Depois da angústia vivida ter sido tornada pública, receou-se pela saúde mental da cantora britânica, que após um pequeno hiato das redes sociais acabou por partilhar então a notícia da sua saída da editora - e o começo de uma nova vida na independência. Apesar de aliviado, o público receou que fosse o primeiro passo para o eclipse mediático da cantora, como acontece tão recorrentemente com outros artistas que seguem a mesma trajectória.
Em Junho do ano passado, saía "Hard Out Here", o primeiro single a solo enquanto artista livre, longe dos ditames convencionais a que a vida numa major obrigava, e com palavras de rancor para a sua experiência junto dos grandes da indústria. "Black Mascara" seguiu-se, desafiante e envolto em dor. Ambos sem expressão comercial, mas com repercussão junto da comunidade pop e dos seus admiradores.

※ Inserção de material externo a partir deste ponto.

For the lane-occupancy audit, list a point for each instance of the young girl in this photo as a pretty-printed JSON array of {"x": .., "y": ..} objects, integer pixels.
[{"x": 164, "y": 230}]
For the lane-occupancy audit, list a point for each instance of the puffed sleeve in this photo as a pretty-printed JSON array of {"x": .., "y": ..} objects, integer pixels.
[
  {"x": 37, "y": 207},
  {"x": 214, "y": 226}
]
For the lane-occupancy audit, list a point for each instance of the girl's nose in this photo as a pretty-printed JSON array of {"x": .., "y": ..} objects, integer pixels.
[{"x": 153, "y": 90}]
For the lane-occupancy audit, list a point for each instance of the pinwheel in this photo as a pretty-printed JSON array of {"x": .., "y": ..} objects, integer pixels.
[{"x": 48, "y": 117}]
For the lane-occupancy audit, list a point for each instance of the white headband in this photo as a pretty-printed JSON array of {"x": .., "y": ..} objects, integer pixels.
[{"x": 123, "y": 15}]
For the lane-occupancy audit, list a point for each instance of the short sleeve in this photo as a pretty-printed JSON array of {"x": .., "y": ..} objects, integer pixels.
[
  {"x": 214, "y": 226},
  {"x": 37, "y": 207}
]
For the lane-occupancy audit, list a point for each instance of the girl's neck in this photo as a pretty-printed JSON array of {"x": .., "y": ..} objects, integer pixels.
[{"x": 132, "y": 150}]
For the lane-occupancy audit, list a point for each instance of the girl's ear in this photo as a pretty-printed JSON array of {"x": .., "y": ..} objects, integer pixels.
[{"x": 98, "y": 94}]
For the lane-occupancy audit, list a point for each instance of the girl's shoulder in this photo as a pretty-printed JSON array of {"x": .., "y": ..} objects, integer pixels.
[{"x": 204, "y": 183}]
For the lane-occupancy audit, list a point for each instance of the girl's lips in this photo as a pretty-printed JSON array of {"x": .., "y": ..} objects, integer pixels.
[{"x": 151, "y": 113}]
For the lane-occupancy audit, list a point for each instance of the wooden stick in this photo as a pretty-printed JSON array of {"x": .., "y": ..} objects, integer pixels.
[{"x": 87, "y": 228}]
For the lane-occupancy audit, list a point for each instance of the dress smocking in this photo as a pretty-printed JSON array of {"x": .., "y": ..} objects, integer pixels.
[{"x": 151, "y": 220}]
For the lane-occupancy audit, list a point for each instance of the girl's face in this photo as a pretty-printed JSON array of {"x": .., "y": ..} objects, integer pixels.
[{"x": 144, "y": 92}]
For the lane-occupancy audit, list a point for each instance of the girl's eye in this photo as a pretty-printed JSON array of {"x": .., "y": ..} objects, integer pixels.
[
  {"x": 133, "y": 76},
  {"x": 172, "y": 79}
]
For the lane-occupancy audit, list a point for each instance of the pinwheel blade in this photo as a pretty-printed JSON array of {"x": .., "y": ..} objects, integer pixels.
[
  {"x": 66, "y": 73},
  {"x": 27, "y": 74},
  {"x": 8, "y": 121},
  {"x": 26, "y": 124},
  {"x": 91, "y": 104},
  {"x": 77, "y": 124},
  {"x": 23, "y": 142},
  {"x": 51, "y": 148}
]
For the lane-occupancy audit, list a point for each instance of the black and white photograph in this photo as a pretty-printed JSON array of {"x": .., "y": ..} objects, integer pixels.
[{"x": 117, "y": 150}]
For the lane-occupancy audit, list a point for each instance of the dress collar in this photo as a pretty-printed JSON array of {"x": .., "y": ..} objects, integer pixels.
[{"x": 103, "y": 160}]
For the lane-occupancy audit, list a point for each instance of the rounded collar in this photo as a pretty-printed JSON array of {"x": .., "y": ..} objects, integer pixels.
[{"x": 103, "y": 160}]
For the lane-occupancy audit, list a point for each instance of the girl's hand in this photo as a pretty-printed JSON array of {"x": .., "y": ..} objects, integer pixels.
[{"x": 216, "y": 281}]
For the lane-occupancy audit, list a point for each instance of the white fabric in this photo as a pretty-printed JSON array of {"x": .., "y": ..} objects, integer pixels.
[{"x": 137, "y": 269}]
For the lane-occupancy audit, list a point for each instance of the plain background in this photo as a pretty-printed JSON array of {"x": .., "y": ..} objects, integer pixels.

Seria "Escapism" a fintar o destino. Lançado em Outubro último, inspirado numa espiral hedonista de más decisões e musicalmente aventuroso graças à sua estrutura electropop, R&B e trip hop, tornou-se num êxito súbito no TikTok, sem que nada o fizesse prever. A canção começou por escalar o top 40 do Reino Unido, ascendendo até à vice-liderança no início de Dezembro, travado depois pela habitual residência de canções de Natal na tabela.
Eis que a 6 de Janeiro de 2023, "Escapism" ascende até ao nº1 da tabela de singles britânica, levando-a ela, agora artista independente, e à convidada 070 Shake, a alcançar o primeiro nº1 das suas carreiras. E a Polydor, nas sombras, a levar a lição da sua vida.

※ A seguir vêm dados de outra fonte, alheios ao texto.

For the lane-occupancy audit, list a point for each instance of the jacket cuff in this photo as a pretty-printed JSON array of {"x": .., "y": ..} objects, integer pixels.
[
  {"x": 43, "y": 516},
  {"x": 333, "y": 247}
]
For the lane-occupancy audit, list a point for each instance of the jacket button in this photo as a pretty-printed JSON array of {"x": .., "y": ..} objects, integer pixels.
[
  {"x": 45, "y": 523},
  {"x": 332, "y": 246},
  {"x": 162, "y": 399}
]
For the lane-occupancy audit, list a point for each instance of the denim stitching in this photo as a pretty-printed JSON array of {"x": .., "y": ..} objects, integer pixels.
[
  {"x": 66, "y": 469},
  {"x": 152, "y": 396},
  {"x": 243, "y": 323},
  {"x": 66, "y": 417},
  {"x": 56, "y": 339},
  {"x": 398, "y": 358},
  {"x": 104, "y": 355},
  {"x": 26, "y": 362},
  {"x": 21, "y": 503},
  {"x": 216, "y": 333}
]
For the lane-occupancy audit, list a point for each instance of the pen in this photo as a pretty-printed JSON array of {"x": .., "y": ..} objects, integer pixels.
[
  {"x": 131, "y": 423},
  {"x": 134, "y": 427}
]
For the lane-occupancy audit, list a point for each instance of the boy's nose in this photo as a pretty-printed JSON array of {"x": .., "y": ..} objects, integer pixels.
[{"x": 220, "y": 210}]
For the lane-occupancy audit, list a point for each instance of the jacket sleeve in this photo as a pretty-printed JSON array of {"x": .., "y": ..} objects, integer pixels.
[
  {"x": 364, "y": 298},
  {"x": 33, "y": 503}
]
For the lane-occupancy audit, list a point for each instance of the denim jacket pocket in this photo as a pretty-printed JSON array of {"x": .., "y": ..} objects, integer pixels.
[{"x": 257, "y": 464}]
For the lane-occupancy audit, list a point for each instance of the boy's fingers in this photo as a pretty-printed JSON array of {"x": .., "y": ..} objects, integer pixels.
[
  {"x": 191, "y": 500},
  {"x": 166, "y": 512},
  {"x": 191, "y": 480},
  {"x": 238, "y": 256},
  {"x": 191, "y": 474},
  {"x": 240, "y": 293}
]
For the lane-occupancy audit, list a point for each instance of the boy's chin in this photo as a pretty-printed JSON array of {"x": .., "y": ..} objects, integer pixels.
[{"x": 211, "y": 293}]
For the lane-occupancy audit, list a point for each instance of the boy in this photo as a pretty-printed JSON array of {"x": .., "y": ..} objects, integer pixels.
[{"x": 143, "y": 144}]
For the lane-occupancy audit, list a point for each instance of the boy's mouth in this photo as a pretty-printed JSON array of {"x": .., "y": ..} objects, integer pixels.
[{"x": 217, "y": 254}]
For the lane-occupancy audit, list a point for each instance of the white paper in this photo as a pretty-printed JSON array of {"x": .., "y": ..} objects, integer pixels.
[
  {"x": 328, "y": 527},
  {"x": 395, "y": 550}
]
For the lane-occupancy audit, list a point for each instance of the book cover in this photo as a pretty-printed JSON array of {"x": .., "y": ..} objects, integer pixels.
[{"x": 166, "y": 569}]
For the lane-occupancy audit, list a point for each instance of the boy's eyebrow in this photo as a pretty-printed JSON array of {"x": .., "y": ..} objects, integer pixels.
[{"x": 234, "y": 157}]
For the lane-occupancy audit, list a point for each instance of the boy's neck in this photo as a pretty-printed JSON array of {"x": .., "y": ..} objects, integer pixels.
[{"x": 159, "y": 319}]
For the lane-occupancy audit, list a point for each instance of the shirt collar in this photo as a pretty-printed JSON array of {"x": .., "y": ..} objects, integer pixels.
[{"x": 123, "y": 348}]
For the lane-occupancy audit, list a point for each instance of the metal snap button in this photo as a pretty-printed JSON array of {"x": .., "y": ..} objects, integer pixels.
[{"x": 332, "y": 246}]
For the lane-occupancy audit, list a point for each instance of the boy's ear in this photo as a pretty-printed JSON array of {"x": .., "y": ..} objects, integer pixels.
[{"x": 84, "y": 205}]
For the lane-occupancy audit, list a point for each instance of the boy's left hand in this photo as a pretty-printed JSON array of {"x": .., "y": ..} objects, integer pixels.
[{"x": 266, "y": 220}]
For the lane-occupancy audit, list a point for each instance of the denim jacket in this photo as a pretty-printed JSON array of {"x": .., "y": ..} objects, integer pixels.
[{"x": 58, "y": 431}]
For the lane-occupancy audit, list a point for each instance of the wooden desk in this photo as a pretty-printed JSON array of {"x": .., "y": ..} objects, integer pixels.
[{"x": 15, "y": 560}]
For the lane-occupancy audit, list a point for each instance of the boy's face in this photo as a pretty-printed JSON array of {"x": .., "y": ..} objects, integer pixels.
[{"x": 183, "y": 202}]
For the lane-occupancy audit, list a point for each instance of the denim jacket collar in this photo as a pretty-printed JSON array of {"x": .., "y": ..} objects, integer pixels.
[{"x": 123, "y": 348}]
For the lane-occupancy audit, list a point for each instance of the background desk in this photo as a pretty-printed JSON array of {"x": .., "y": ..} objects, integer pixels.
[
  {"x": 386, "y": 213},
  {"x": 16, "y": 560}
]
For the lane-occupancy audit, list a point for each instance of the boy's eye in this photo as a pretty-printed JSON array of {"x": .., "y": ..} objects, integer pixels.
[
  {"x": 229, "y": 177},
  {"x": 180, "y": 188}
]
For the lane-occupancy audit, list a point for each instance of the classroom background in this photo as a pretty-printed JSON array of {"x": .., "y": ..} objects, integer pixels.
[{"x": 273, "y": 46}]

O single entretanto é também já nº1 na Irlanda e entrou no top 10 de países como Grécia, Finlândia, Nova Zelândia, Noruega, Alemanha, Austrália ou Holanda. Os EUA vêm já de seguida - a canção está prestes a romper o top 40, quiçá um potencial futuro nº1.

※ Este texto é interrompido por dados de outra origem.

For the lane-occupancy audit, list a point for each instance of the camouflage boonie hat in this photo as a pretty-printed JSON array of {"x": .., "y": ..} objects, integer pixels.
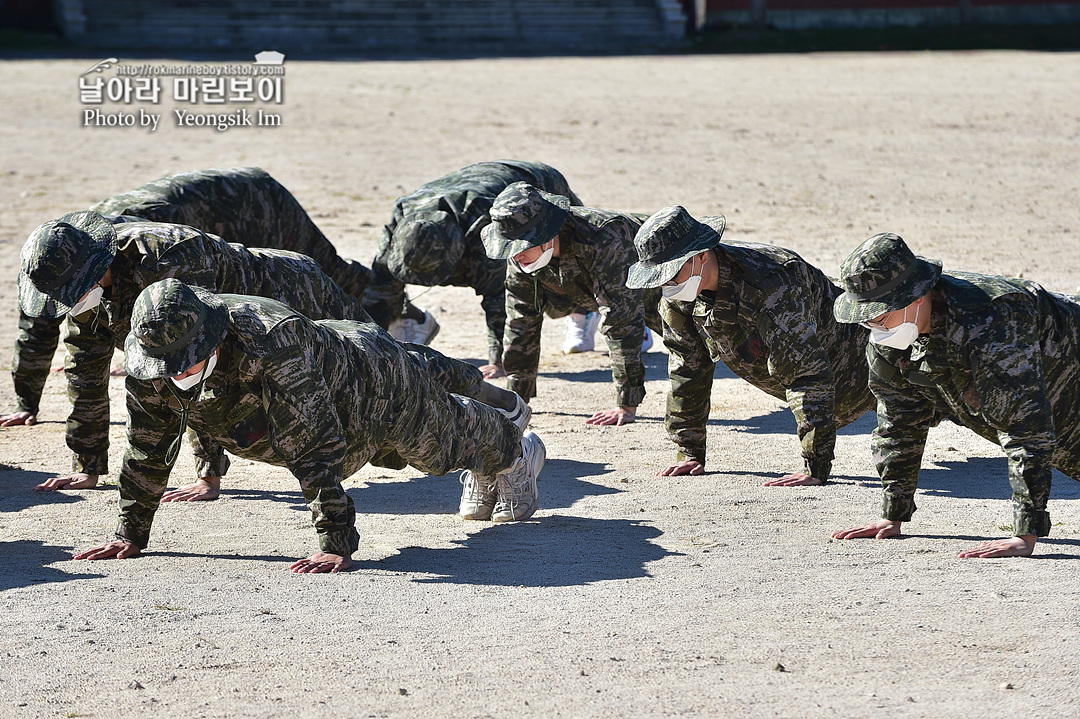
[
  {"x": 882, "y": 275},
  {"x": 523, "y": 217},
  {"x": 62, "y": 260},
  {"x": 426, "y": 248},
  {"x": 174, "y": 327},
  {"x": 666, "y": 241}
]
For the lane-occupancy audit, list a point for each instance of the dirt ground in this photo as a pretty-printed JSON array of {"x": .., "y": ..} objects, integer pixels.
[{"x": 628, "y": 594}]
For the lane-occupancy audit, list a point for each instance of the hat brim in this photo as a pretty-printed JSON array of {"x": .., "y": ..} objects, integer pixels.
[
  {"x": 499, "y": 246},
  {"x": 649, "y": 273},
  {"x": 99, "y": 256},
  {"x": 215, "y": 326},
  {"x": 848, "y": 308}
]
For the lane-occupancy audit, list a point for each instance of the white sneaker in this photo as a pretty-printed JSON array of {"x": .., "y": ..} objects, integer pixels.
[
  {"x": 520, "y": 415},
  {"x": 516, "y": 487},
  {"x": 581, "y": 333},
  {"x": 477, "y": 497},
  {"x": 404, "y": 329}
]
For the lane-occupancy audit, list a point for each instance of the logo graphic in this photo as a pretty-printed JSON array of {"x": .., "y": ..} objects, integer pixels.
[
  {"x": 270, "y": 57},
  {"x": 103, "y": 66},
  {"x": 240, "y": 92}
]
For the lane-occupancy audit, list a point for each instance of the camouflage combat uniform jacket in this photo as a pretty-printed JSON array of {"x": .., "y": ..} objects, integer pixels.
[
  {"x": 241, "y": 204},
  {"x": 1002, "y": 357},
  {"x": 596, "y": 247},
  {"x": 320, "y": 398},
  {"x": 244, "y": 205},
  {"x": 149, "y": 252},
  {"x": 771, "y": 323},
  {"x": 468, "y": 194}
]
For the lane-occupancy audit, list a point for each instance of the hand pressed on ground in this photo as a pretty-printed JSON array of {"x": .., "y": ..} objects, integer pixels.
[
  {"x": 203, "y": 489},
  {"x": 879, "y": 529},
  {"x": 618, "y": 416},
  {"x": 118, "y": 550},
  {"x": 76, "y": 480},
  {"x": 686, "y": 466}
]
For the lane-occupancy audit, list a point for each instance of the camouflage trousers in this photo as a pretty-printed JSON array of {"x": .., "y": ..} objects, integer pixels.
[{"x": 434, "y": 426}]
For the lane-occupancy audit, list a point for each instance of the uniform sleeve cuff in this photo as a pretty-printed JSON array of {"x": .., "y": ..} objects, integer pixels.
[
  {"x": 212, "y": 466},
  {"x": 1030, "y": 521},
  {"x": 25, "y": 407},
  {"x": 818, "y": 470},
  {"x": 139, "y": 539},
  {"x": 341, "y": 542},
  {"x": 898, "y": 509},
  {"x": 691, "y": 455},
  {"x": 526, "y": 387},
  {"x": 630, "y": 396}
]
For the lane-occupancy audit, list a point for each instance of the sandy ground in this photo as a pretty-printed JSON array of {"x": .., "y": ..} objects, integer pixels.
[{"x": 628, "y": 594}]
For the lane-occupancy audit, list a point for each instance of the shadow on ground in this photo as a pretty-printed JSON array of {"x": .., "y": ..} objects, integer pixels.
[
  {"x": 656, "y": 368},
  {"x": 26, "y": 564},
  {"x": 555, "y": 551}
]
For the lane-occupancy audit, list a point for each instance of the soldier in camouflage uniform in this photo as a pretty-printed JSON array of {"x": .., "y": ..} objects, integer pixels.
[
  {"x": 321, "y": 398},
  {"x": 767, "y": 314},
  {"x": 433, "y": 239},
  {"x": 995, "y": 354},
  {"x": 562, "y": 258},
  {"x": 244, "y": 205},
  {"x": 83, "y": 253},
  {"x": 241, "y": 204}
]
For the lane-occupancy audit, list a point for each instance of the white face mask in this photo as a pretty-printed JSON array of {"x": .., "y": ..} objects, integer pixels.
[
  {"x": 686, "y": 292},
  {"x": 191, "y": 380},
  {"x": 900, "y": 337},
  {"x": 92, "y": 299},
  {"x": 540, "y": 261}
]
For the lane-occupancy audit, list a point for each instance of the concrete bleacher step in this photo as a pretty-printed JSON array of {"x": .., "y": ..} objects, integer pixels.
[{"x": 401, "y": 25}]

É possivelmente a história de superação mais emocionante dos últimos anos a que assistimos no mainstream. A prova de que nunca se deve duvidar da intuição de um artista, tentar moldá-lo ou silenciar a sua arte. Que esta lição perdure para as próximas gerações e seja o início do fim da opressão aos pequenos/médios artistas. Viva a liberdade! Viva, Raye!